Lessons from elementary school on Canada Day

Tomorrow marks my 17th Canada Day in Nelson and it never gets old. Growing up in Calgary, it seemed celebrating Canada’s birthday was more about an extra day off than a community celebration. July 1 in Nelson is one of the best days of the year.

Tomorrow marks my 17th Canada Day in Nelson and it never gets old. Growing up in Calgary, it seemed celebrating Canada’s birthday was more about an extra day off than a community celebration. July 1 in    Nelson is one of the best days of the year.

Over the years I’ve been charged with putting together the front page of the Canada Day newspaper and it’s always daunting. How to properly mark the occasion is never easy. Most times I’ve failed to do it justice.

Today’s front page is different and I think does manage to capture the essence of this day and this great nation.

Earlier this month I charged my daughter’s Grade 5/6 class at St. Joseph’s Elementary with a little assignment: let the readers of the Nelson Star know what Canada means to them.

Ten and 11-year-old children have an ability to bring freshness to something well worn. Still innocent, they stand on the precipice of a hormone avalanche all parents dread.

They have learned plenty to this point and are perceptive enough to understand the world, yet they look upon it with unclouded eyes.

Mrs. Graham’s class didn’t disappoint.

Words repeated in most of the submissions included: beautiful, free, safe, peaceful and secure. I think we can all agree — regardless of age — these words define Canada.

There were a few other gems in the stack of 28 submissions that are worth sharing.

“It means a place that has lots of open space and vegetation,” writes Tessa Timmermans. We are certainly fortunate to live in a country and more specifically a community so full of wild spaces and natural beauty.

“It is a beautiful country. It has lots of sports,” according to Les Trainor. Though we can always do better, Canada is certainly a country where healthy lifestyles are encouraged.

“Canadians are nice. Canada is the best country,” was included in Sophia Kabatoff’s paragraph. If you conducted a worldwide survey, I’m pretty sure Canadians would score near the top of the class on the niceness meter.

“Canada is a place where many immigrants have made their home happily,” came from Sarah Beaudoin. Most Canadians don’t have to trace too far back to find their roots spread from somewhere else and we should never lose our pride in being tolerant.

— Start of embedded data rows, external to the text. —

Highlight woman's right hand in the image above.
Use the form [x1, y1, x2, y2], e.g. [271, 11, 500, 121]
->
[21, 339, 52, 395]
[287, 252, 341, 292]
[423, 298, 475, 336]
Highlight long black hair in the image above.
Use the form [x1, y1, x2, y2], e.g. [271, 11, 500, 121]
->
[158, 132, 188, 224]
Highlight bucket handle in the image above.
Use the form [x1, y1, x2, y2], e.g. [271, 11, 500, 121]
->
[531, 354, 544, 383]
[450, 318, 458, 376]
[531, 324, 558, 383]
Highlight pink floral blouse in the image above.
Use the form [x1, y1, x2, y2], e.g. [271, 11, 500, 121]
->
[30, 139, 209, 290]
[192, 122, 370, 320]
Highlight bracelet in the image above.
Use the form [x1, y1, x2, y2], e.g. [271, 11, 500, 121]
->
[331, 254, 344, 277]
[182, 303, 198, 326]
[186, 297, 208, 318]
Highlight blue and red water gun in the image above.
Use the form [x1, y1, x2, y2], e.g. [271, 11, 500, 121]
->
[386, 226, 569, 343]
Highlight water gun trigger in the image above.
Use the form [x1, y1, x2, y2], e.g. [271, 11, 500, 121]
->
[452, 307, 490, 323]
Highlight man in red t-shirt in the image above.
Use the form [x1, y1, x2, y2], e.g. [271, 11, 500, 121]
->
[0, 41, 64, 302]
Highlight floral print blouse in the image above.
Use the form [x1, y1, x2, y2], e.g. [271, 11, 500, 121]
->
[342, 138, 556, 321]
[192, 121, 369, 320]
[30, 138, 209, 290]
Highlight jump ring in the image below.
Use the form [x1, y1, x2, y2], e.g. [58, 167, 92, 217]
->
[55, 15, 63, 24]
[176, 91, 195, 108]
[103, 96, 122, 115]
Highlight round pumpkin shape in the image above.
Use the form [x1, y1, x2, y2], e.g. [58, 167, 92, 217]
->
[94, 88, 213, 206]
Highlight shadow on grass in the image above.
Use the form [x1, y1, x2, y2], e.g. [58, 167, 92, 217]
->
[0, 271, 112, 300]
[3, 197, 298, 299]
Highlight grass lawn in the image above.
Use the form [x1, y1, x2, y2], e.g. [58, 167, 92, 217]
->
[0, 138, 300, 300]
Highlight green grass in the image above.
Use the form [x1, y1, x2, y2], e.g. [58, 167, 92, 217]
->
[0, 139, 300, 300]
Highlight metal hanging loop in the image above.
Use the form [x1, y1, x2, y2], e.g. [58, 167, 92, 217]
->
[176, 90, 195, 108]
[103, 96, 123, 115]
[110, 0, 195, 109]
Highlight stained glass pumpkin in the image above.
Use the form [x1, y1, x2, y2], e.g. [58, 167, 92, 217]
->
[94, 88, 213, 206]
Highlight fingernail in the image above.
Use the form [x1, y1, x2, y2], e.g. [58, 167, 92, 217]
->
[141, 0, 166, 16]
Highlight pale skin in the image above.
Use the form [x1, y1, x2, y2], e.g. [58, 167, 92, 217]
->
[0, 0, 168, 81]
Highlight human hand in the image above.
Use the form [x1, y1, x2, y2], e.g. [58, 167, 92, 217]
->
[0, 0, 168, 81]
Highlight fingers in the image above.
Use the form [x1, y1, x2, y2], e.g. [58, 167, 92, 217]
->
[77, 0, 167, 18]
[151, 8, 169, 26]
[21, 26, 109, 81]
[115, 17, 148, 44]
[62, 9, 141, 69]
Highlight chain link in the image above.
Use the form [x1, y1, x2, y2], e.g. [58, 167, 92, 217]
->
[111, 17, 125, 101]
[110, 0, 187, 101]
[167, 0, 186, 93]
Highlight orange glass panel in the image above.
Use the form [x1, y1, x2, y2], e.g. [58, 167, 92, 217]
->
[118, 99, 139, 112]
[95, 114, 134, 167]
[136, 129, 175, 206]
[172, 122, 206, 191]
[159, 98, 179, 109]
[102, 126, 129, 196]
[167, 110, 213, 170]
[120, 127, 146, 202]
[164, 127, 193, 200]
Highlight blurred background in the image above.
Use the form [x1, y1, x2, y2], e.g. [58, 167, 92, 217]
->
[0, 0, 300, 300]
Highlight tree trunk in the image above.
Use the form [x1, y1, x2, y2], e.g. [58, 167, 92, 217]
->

“Canada is the best place because of the best medical care,” writes Cora LeBleu. Though it certainly has some flaws, our health care system is something that distinguishes our nation from so many others.

“Canada also means a land full of imagination,” is what my daughter Ashley wrote. Our ability to dream and create is what helps fill in the edges around our character.

“Canada is a free democracy. I am lucky that I am an occupant and citizen of Canada. Canadians are loyal to their country and the population is evenly distributed,” asserts Noah Gaffran. Well, I just had to mention this because with that submission Noah is clearly going to be running the show in Ottawa one day.

“Canada is awesome. It is truly the country to live in,” writes Marley Reynold. This pretty much sums it all up.

Those are some of the best lines, but all the students did a great job in helping capture what makes this nation so great.

In the world far removed from elementary school, there is too often an air of cynicism and skepticism. Though this nation is blessed with so much, we adults too often complain it’s not enough.

We get wrapped up in political dogma and ideals that yank us away from truly appreciating what we have and what we can achieve.

So thanks to kids in Mrs. Graham’s class. You may only be 10 and 11, but your wisdom is something we call grab hold of today and in all the days to come.